Komplotan Penyalahgunaan Gas LPG Bersubsidi di Kulon Progo Ditangkap, Keuntungan Rp 20 Juta per Bulan

Kompas.com, 23 April 2025, 19:56 WIB
Wijaya Kusuma,
Sari Hardiyanto

Tim Redaksi

YOGYAKARTA, KOMPAS.com - Tiga orang ditangkap oleh pihak kepolisian dalam kasus penyalahgunaan gas LPG bersubsidi.

Modus operandi yang dilakukan oleh para pelaku adalah memindahkan isi gas LPG bersubsidi ukuran 3 kg ke dalam tabung berukuran 5,5 kg dan 12 kg.

Penindakan terhadap para pelaku dilakukan pada 15 April 2025 di Nanggulan, Kulon Progo, seperti yang diungkapkan oleh Kasubdit IV Ditreskrimsus Polda DIY, AKBP Haris Munandar Hasyim dalam jumpa pers di Mapolda DIY, Rabu (23/04/2025).

"Tempat kejadian perkara (TKP) di daerah Nanggulan, Kulon Progo," ujar Haris.

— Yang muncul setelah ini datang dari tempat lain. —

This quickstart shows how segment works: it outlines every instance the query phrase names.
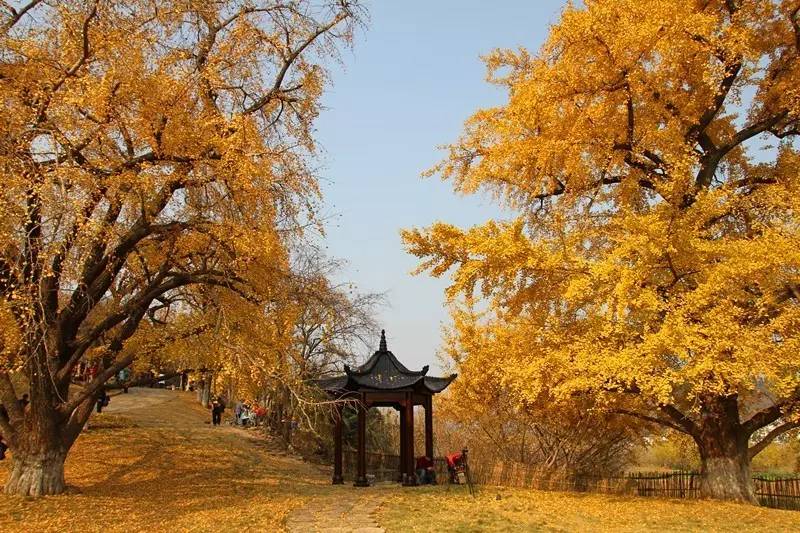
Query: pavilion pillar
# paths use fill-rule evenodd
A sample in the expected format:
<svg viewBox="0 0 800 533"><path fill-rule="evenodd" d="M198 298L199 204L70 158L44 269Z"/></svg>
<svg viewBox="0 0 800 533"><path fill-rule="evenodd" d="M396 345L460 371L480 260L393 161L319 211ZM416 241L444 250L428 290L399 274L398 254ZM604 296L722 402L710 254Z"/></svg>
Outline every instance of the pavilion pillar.
<svg viewBox="0 0 800 533"><path fill-rule="evenodd" d="M367 404L364 394L358 402L358 460L356 487L368 487L367 481Z"/></svg>
<svg viewBox="0 0 800 533"><path fill-rule="evenodd" d="M417 484L416 473L414 472L414 396L413 393L406 393L406 485L414 486Z"/></svg>
<svg viewBox="0 0 800 533"><path fill-rule="evenodd" d="M344 476L342 476L342 426L344 415L342 404L336 404L334 411L334 426L333 426L333 484L344 484Z"/></svg>
<svg viewBox="0 0 800 533"><path fill-rule="evenodd" d="M433 396L425 400L425 455L433 461Z"/></svg>
<svg viewBox="0 0 800 533"><path fill-rule="evenodd" d="M400 411L400 465L399 472L397 473L397 481L403 482L403 474L408 474L406 471L406 404L403 402L398 409Z"/></svg>

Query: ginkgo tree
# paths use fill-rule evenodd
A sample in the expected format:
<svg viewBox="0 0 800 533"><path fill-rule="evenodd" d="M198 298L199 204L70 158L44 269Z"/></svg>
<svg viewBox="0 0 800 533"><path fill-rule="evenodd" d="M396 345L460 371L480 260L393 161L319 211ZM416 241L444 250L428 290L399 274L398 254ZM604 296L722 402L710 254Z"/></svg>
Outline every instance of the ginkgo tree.
<svg viewBox="0 0 800 533"><path fill-rule="evenodd" d="M137 335L157 350L197 330L144 324L209 302L209 288L257 305L280 297L289 236L317 218L309 156L324 65L360 11L351 0L2 2L7 493L64 490L65 457L104 383L135 361ZM86 357L100 371L71 390Z"/></svg>
<svg viewBox="0 0 800 533"><path fill-rule="evenodd" d="M796 0L587 0L491 53L508 100L432 173L514 216L404 232L487 302L469 364L686 433L702 493L755 502L800 415L799 54Z"/></svg>

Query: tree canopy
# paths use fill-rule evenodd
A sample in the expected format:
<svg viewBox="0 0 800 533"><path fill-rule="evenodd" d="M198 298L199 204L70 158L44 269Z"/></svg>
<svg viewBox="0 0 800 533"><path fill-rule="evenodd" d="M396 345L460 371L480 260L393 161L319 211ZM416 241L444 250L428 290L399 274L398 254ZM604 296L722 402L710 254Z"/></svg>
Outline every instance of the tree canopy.
<svg viewBox="0 0 800 533"><path fill-rule="evenodd" d="M233 301L223 293L262 312L285 296L292 243L319 222L324 67L360 7L31 0L2 12L0 432L14 451L6 490L39 495L63 490L101 388L142 355L126 346L202 332L181 317ZM70 394L87 356L100 372Z"/></svg>
<svg viewBox="0 0 800 533"><path fill-rule="evenodd" d="M456 320L472 379L687 433L705 493L754 501L749 458L800 400L800 4L584 4L486 57L508 101L431 171L514 216L407 248L488 304Z"/></svg>

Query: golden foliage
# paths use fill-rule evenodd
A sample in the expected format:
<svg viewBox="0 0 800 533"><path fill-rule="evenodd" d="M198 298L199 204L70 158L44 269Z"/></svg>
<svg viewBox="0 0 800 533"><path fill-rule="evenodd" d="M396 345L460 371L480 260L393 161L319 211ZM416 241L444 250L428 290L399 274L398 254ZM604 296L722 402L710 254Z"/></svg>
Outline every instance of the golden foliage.
<svg viewBox="0 0 800 533"><path fill-rule="evenodd" d="M0 498L3 531L278 531L328 482L241 430L204 424L207 411L188 393L135 389L112 397L112 413L120 402L133 407L93 415L75 443L72 494Z"/></svg>
<svg viewBox="0 0 800 533"><path fill-rule="evenodd" d="M464 378L523 405L591 393L709 439L709 420L749 435L793 409L799 12L591 1L537 54L486 57L508 101L431 173L517 215L403 232L419 271L453 271ZM763 416L740 426L731 401Z"/></svg>
<svg viewBox="0 0 800 533"><path fill-rule="evenodd" d="M391 494L381 507L387 531L793 531L792 511L698 500L625 498L503 487L421 488Z"/></svg>

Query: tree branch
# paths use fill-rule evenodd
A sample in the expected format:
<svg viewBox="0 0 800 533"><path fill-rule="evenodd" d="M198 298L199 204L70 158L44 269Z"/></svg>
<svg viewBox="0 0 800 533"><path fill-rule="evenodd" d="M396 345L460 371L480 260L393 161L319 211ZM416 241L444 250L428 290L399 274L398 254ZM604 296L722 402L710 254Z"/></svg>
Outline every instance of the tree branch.
<svg viewBox="0 0 800 533"><path fill-rule="evenodd" d="M786 422L784 424L772 428L772 430L770 430L770 432L767 433L763 439L761 439L759 442L750 447L750 449L747 452L747 454L750 456L750 459L761 453L764 450L764 448L769 446L769 444L773 440L775 440L776 437L783 435L787 431L794 429L796 427L800 427L800 421L796 420L793 422Z"/></svg>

Baca juga: UGM, Roy Suryo, dan Polemik Ijazah Jokowi

Tiga orang yang ditangkap adalah JS (46 tahun), PS (48 tahun), dan EA (39 tahun), ketiganya merupakan warga Nanggulan, Kabupaten Kulon Progo.

Pengungkapan kasus ini berawal dari informasi masyarakat yang mencium bau gas yang mencurigakan.

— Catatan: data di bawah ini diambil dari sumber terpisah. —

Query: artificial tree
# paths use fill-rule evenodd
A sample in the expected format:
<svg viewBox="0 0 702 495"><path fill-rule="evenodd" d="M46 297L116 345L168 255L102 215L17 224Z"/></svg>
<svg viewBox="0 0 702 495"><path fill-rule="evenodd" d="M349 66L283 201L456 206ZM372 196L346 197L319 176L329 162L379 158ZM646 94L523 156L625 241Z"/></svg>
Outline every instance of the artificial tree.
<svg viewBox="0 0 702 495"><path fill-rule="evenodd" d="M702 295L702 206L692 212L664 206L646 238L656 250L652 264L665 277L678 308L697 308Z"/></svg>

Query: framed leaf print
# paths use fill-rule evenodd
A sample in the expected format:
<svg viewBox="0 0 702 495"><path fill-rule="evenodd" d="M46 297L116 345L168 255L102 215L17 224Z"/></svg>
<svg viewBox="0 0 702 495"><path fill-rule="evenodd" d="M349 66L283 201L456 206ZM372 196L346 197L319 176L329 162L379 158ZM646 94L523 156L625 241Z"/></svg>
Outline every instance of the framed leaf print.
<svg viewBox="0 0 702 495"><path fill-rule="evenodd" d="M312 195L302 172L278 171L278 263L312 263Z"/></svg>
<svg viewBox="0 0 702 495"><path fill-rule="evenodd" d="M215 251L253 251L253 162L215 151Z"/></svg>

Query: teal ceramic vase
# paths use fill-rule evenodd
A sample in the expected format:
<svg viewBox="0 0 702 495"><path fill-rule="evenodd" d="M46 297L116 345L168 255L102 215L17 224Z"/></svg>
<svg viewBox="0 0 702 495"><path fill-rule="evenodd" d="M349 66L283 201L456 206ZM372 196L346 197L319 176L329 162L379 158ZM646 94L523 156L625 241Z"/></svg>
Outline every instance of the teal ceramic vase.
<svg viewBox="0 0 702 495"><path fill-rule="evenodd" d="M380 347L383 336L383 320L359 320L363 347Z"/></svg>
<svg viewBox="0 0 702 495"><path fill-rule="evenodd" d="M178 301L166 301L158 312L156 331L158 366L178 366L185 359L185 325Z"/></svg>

Informasi tersebut ditindaklanjuti dengan kunjungan ke lokasi dan penindakan.

"Tersangka tertangkap tangan sedang memindahkan isi LPG 3 kg bersubsidi ke tabung 5,5 kg dan 12 kg," ucapnya.

Baca juga: Tanggapan Jokowi soal Isu Matahari Kembar

Metode proses pemindahan gas

Haris menjelaskan bahwa para pelaku menggunakan dua metode dalam proses pemindahan gas.

Metode pertama adalah dengan menggunakan pemanas air, sedangkan metode kedua menggunakan tekanan udara dari kompresor.

Proses pemindahan gas dilakukan di rumah salah satu pelaku berinisial JS.

Baca juga: UGM Tegaskan Keaslian Ijazah Jokowi, Lengkap dengan Bukti dan Dokumen Akademik

Gas LPG 3 kg yang digunakan oleh para pelaku berasal dari beberapa pangkalan di daerah Nanggulan yang dikelola oleh JS.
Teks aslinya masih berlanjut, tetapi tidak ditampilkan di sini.